E o diabo diz: “obrigado, Maria Filó”

Racismo está fora de moda.

E o diabo diz: “obrigado, Maria Filó”

O Brazil-senzala virou estampa da Maria Filó – que, diante da reação dos consumidores nas redes sociais, tirou a cena da escravidão de sua coleção. Menos mal. Afinal, não é aceitável sair por aí vestindo uma roupa que retrate o racismo, sem qualquer tom crítico. Fico imaginando se, ao longo de todas as etapas de produção desta coleção, não haveria uma pessoa que tenha se sentido, ao menos, incomodada com a cena. Não houve ninguém que falasse que racismo não é moda? Triste. Quem trabalha com moda sabe que um vestido é mais do que um vestido: ela quer passar uma mensagem, marcar uma presença, dizer algo.
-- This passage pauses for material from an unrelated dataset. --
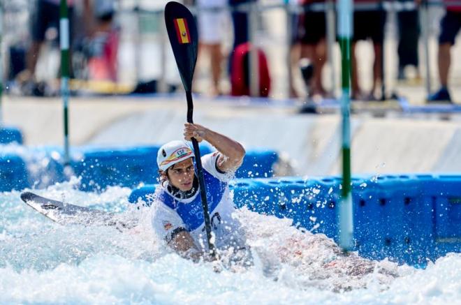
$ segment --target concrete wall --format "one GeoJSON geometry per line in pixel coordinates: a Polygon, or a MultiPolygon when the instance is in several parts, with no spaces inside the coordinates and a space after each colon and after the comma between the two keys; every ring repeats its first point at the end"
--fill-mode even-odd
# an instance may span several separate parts
{"type": "MultiPolygon", "coordinates": [[[[271,102],[274,103],[274,102],[271,102]]],[[[26,144],[62,143],[59,100],[8,98],[7,124],[20,127],[26,144]]],[[[158,144],[181,138],[186,103],[153,98],[73,98],[74,145],[158,144]]],[[[352,165],[357,174],[461,172],[461,120],[438,117],[392,118],[356,114],[352,119],[352,165]]],[[[292,161],[297,175],[340,172],[339,114],[296,114],[294,106],[245,101],[196,98],[194,121],[240,141],[247,148],[275,149],[292,161]]]]}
Imagino, porém, a grife não tinha intenção de ser racista. Ah, o diabo nessa hora agradece a casa cheia… A coleção da Maria Filó entra na lista de coisas que fazemos sem perceber. Está tudo tão entranhado em nossa cultura que não nos damos conta do quão racista nossa sociedade é. A ponto de produzir uma roupa que ilustra um dos piores momentos históricos do país, a ponto de alguém comprá-la. Fico imaginando se o Chile criaria uma peça que lembrasse da ditadura ou se a Alemanha saísse por ai fazendo peças com as suásticas. Não tem racismo-gourmet. A escravidão matou milhões de indivíduos, explorou outros milhões e trouxe – e traz – consequências até os dias de hoje.
Mas, pasmem, se confirmada a hipótese da pesquisadora e artista Patricia Gouvêa, o pecado da Maria Filó foi ainda maior. “Chega mais”, vibra o coisa ruim. A imagem não teria sido inspirada numa pintura do francês Jean Baptiste Debret, conforme dito pela loja em sua defesa. Seria uma reprodução da litografia “Negras no Rio de Janeiro”, de autoria de Johann Moritz Rugendas, de 1835. Enquanto que, no original, há duas mulheres negras em cena,  a loja colocou como branca a mulher que estava sentada, dando novo significado à cena.
Polêmicas à parte, o fato é que fazemos, a gosto do sete pele, as coisas sem querer. E sem querer, vamos reafirmando valores e crenças que deveríamos querer apagar da memória – e não eternizá-los. Assim acontece com os negros diariamente. Afinal, a sociedade não é racista, mas ainda ri de piadas de negros. Não é racista, mas apenas 5% dos cargos de chefia, hoje, nas empresas brasileiras são ocupados por negros, segundo o Instituto Ethos. Não é racista, mas cadê os médicos negros no Copa Dor? Não é racista, mas, mas, mas tantas histórias que o Facebook nos conta a cada instante.
Se servir de consolo, há outras vítimas, digamos assim. E é ai que entram as pessoas com deficiência, alvos constantes de gestos sem intenção de ferir.  É, sem intenção, mas, cada vez que uma família que tenha alguém com algum déficit intelectual ouve um “retardado”, ela se sente agredida. A cada, “coitadinho”, “peninha”, “ai que dó”, é entreouvido por aí, dói no tímpano e no coração. Tem gente que sente dor até com ‘portador’ e ‘deficiente’, mas, tudo bem, a gente precisa ficar mais calejado também…  A cada prova que chega para a turma e não chega para o aluno em situação de inclusão, a cada atividade que a turma faz e um fica de fora, a cada passeio que exclui um estudante por um motivo tido como “justo” ou “nobre”, é como a estampa da Maria Filó. É um tapa na cara sem intenção de machucar. E o diabo se diverte.
Só há um jeito de sairmos desse inferno. Deixemos as boas intenções de lado. Ninguém precisa delas. Já que o bom senso não é universal, apelemos para empatia – nome em moda para o bom e velho ‘se colocar do outro’. Um exercício diário que vai nos impedir de desenhar, produzir e mesmo comprar estampas racistas. Bem como nos impedirá de olhar com piedade para alunos em situação de inclusão. Mas vai nos fazer olhar para cada um de nós com o merecido respeito.